Through 2030, India would need an additional yearly investment in green financing of at least 2.5% of GDP. According to a Reserve Bank of India (RBI) report, this is done to close the infrastructure gap for targets related to combating climate change.

In addition to greater banks capital requirements, the RBI stated in its report on Currency and Finance (RCF) FY23 that a successful green transition strategy will necessitate a sizable investment in socio-economic infrastructure.

These projections don’t specifically account for any investment needed for climate change adaptation and mitigation. Therefore, the actual funding needs will probably be greater.

The difference between the level of infrastructure as it is now and the level that could have been attained in the absence of climate catastrophes is roughly 5.2% of GDP.

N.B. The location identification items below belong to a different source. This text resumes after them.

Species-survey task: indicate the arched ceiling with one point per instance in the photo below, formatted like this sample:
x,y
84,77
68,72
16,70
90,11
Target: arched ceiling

Numerous projections made by numerous institutions indicate that, on the low end, India’s total financing needs could range from 5 to 6 percent of its annual GDP.

Adjusting operations and business strategies to support the green transition process is a twin issue for the banking sector. Additionally, it will increase resilience to the increasing vulnerability of unfavourable climate events to protect financial stability.

With the financial system to properly contribute to the nation’s net-zero aim, it may be necessary to both mobilise sufficient resources and reallocate existing resources.

According to the RBI research, a climatic stress test shows that public sector banks (PSBs) may be more sensitive than private banks in India when it comes to banking group’s susceptibility.

However, measuring financial risks associated with climate change is still a work in progress on a global scale.

Despite growing awareness of climate threats and their potential influence on the financial stability of organisations, a survey of stakeholders revealed that risk mitigation plans are still mostly in the discussion stage.

In order to determine the pathways via which climatic shocks are transmitted to the financial sector, RBI has engaged in modelling. This is adjusted to Indian standards. The simulation’s findings show that climate disasters may cause capital stock to be destroyed, which may affect output and consumption.

Inflation’s negative effect may also cause interest rates to rise, magnifying the original effect on capital stock.